Pourquoi cette œuvre extraordinaire n'a-t-elle pas influencé la pensée moderne ? Parce que les philosophes et savants allemands, qui dominèrent la recherche jusqu'à la guerre de 14-18, étaient partisans des structures continues, alors que les conceptions de Boscovitch sont essentiellement fondées sur l'idée de discontinuité. Parce que les enquêtes en bibliothèques et les travaux historiques concernant Boscovitch, grand voyageur à l'œuvre dispersée, et dont les origines se situent dans un pays sans cesse bouleversé, n'ont pu être entrepris systématiquement que très tard. Quand la totalité de ses écrits aura pu être réunie, quand des témoignages de contemporains auront été retrouvés et classés, quelle étrange, inquiétante, bouleversante figure nous apparaîtra !
VII
PARADOXES ET HYPOTHÈSES
SUR L'HOMME ÉVEILLÉ
Pourquoi nos trois histoires ont déçu des lecteurs. – Nous ne savons rien de sérieux sur la lévitation, l'immortalité, etc. – Pourtant l'homme a le don d'ubiquité, il voit à distance, etc. – Qu'appelez-vous une machine ? – Comment aurait pu naître le premier homme éveillé. – Rêve fabuleux mais raisonnable sur les civilisations disparues. – Apologue de la panthère. – L'écriture de Dieu.
Ces cas sont nets. Cependant, ils risquent de décevoir. C'est que la plupart des hommes préfèrent les images aux faits. Marcher sur les eaux est l'image de dominer le mouvant ; arrêter le soleil, de triompher du temps. Dominer le mouvant, triompher du temps, sont peut-être des faits réels, possibles, au sein d'une conscience changée, à l'intérieur d'un esprit puissamment accéléré. Et ces faits peuvent sans doute engendrer mille conséquences considérables dans la réalité tangible : dans les techniques, les sciences, les arts. Mais la plupart des hommes, dès qu'on leur parle d'un état de conscience autre, veulent voir des gens qui marchent sur les eaux, arrêtent le soleil, passent à travers les murs ou paraissent vingt ans à quatre-vingts. Pour commencer à croire en l'infinie possibilité de l'esprit éveillé, ils attendent que la part enfantine de leur intelligence, qui accorde crédit à des images et des légendes, ait trouvé excuse et satisfaction.

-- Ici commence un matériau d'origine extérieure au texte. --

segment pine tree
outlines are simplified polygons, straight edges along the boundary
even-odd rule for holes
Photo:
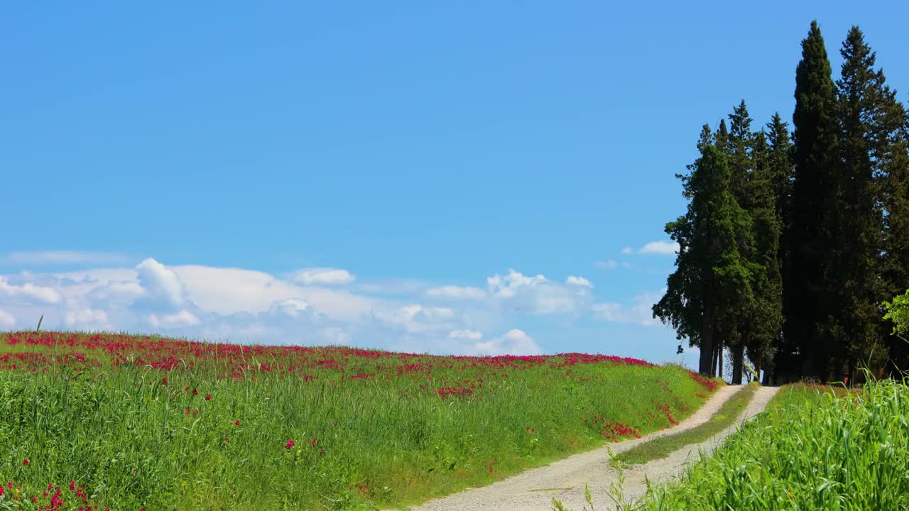
[[[879,304],[886,297],[881,285],[884,219],[875,194],[875,145],[882,133],[878,113],[884,107],[886,89],[875,55],[857,26],[849,31],[840,50],[844,63],[836,81],[839,96],[841,219],[836,252],[836,296],[841,328],[836,366],[845,362],[852,374],[858,366],[874,366],[883,360]],[[876,356],[876,360],[874,358]],[[854,376],[853,376],[854,377]]]
[[[793,115],[795,176],[791,222],[785,235],[788,265],[784,333],[794,345],[795,375],[826,378],[828,355],[837,329],[832,292],[835,245],[839,144],[836,95],[830,61],[817,22],[802,41],[802,60],[795,70],[795,111]]]
[[[698,369],[714,374],[712,364],[723,339],[735,337],[738,314],[754,299],[754,268],[739,247],[754,246],[751,219],[729,191],[725,156],[704,135],[701,157],[682,179],[690,200],[685,215],[666,224],[666,233],[679,244],[675,271],[665,296],[654,306],[654,317],[671,324],[680,340],[701,350]]]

Il y a autre chose. En présence de cas comme ceux de Ramanujan, Cayce ou Boscovitch, on refuse de penser qu'il s'agit d'esprits différents. On admet seulement que des esprits comme les nôtres ont eu le privilège de « monter plus haut que d'habitude » et que, « là-haut », ils ont décroché certaines connaissances. Comme s'il existait quelque part dans l'univers une sorte de magasin annexe de la médecine, des mathématiques, de la poésie ou de la physique, dans lequel s'approvisionnent quelques intelligences championnes d'altitude. Cette absurde vision rassure.
Ce qui nous semble, tout au contraire, c'est que Cayce, Ramanujan, Boscovitch sont des esprits qui sont restés ici (et où aller ?), parmi nous, mais qui ont fonctionné à une vitesse extraordinaire. Ce n'est pas affaire de différence de niveau, mais de différence de vitesse. Nous en dirons autant des esprits mystiques les plus grands. Les miracles sont dans l'accélération, en physique nucléaire comme en psychologie. C'est à partir de cette notion qu'il faut, croyons-nous, étudier le troisième état de conscience, ou l'état d'éveil.